The requests ultimately failed because AWS metadata wasn’t actually there, but the behavior pattern is clear: same-domain redirects can route the agent to internal infrastructure targets that direct links cannot reach.
What Didn’t Work
Keeping the tradition of documenting failures:
- Instant mode doesn’t browse URLs at all — zero events
- Thinking mode doesn’t browse URLs at all — zero events
- Meta refresh tags were ignored by the agent browser
- YouTube redirect (
youtube.com/redirect) — not followed - Bing redirect — not followed
- Raw IP links (
67.x.x.x:8889) — filtered by Safe URL - Cross-domain links to httpbin.org — not followed
- JavaScript is completely disabled in the agent browser (confirmed via noscript fallback)
Model Scope
Only Pro mode (the agentic mode with browsing capability) is affected. Instant mode and Thinking mode don’t browse URLs, so none of these attacks apply to them. This was confirmed with dedicated test runs against each mode.
Image Pixel Loading
I also tested whether the agent browser loads tracking pixels from hidden CSS elements. It does — all four pixel types loaded, including CSS-hidden ones, generating 52 events from ChatGPT-User/1.0.

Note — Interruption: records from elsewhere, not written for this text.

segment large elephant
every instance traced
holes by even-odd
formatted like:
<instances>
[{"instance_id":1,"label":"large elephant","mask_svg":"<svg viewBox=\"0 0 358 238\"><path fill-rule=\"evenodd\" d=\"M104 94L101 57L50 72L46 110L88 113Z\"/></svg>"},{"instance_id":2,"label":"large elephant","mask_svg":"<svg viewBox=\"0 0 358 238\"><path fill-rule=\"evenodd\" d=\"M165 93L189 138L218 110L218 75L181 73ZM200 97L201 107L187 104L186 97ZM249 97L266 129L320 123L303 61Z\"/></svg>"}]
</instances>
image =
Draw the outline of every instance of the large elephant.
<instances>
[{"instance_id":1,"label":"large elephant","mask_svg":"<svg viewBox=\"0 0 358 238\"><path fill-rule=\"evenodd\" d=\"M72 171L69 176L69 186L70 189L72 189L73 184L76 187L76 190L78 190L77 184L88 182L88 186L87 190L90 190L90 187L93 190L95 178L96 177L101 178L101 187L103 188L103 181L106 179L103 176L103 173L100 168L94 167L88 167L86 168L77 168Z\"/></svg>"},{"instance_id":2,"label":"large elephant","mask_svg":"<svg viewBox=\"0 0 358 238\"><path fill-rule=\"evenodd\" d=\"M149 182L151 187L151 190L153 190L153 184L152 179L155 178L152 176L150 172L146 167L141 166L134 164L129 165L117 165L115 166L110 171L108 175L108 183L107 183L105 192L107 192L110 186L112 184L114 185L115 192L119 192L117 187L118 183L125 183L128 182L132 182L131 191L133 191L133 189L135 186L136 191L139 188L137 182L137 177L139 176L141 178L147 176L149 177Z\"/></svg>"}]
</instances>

I dropped this from the Bugcrowd submission because it’s not novel. OpenAI’s paper explicitly discusses image loading as an exfiltration vector, and the ShadowLeak research from 2025 already demonstrated server-side image exfil from the Deep Research agent. It’s also just normal browser behavior — browsers load images regardless of CSS visibility rules.
Including a well-documented finding would have weakened the submission. Know when not to overclaim.
The Bigger Picture
The follow-up testing mapped out a clearer picture of the attack surface:
- Multi-hop chains mean an attacker controls a tree of content, not just a single page
- Google open redirect bypasses a mitigation OpenAI specifically claimed to have solved
- Response injection means the attacker controls what the user sees in the answer
- Same-domain 302s can route agent requests toward internal infrastructure
- JavaScript being disabled is actually a meaningful security boundary — a lot of potential attacks die here
The common thread: Safe URL checks the initial URL but not the full redirect chain. Domain trust (especially for google.com) creates bypass opportunities. And the agent’s willingness to follow hidden links compounds with each of these behaviors.
These findings were submitted as a follow-up addendum to the original report through OpenAI’s bug bounty program on Bugcrowd.